The Board of Triangle Energy (Global) is pleased to announce that it has entered into a Sale and Purchase Agreement to acquire an additional 15% participating interest in Exploration Permit TP/15. The vendor of the TP/15 Interest is Kubla Oil Pty Ltd, a wholly-owned subsidiary of Whitebark Energy. The TP/15 Joint Venture consists of; Norwest Energy, Operator (via subsidiary) 25% Triangle Energy (Global) 30% 3C Group (via subsidiary) 30% Whitebark Energy Limited (via subsidiary) 15% (to be acquired by Triangle) Summary of the key terms of the Sale and Purchase Agreement i. Upfront consideration of $3m, made up of: $2m in cash payable within 3 business days after the execution and delivery of the ancillary assumption deeds and transfer forms in connection with the Acquisition; and $1m in Triangle shares satisfied by the issue of 11,191,052 shares (Consideration Shares). ii. $1m Appraisal Outcome Consideration: Following an independent competent person’s report demonstrating that gross 2P plus 2C reserves exceed 8 million barrels of oil in aggregate within 4 years of the Effective Date, pay either $1m in cash or at WBE’s election, $500,000 in cash and $500,000 in Triangle shares (subject to the receipt of shareholder approval). iii. $1m First Oil Bonus: Payment on first commercial production, being the sale of oil in excess of 1,000 barrels produced from within TP/15 provided such sale occurs within 7 years of the Effective Date.

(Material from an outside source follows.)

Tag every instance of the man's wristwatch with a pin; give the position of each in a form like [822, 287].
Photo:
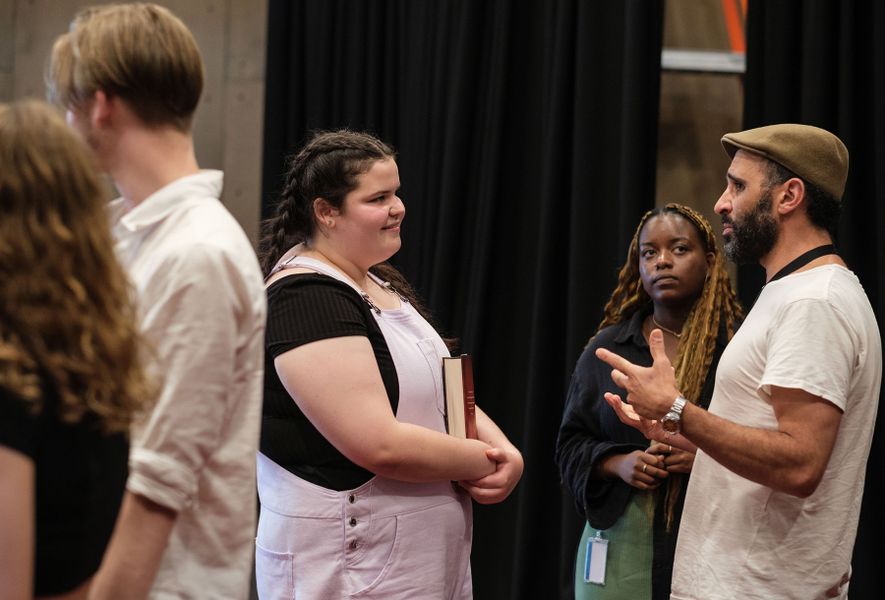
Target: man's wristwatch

Triton Minerals advises that its non-renounceable entitlement offer, announced on 31 August 2018, has closed and has received strong support from shareholders. The Company received applications for approximately 29,826,305 new shares and 29,826,305 free attaching options (approximately $1,401,839), approximately 50% of the Entitlement Offer. The new shares and options will be issued on 26 October 2018. The shortfall pursuant to the Entitlement Offer is 30,550,413 shares and 30,550,413 free attaching options (approximately $1,435,869) and will be issued in accordance with the underwriting agreement between the Company and Pinnacle Corporate Finance Pty Ltd. The issue of the shortfall shares and free attaching options is expected to occur on 29 October 2018.
Bellevue Gold is pleased to announce that it has completed a $15 million placement of approximately 45 million shares at an offer price of $0.34 per share. The Placement was undertaken pursuant to ASX Listing Rule 7.1.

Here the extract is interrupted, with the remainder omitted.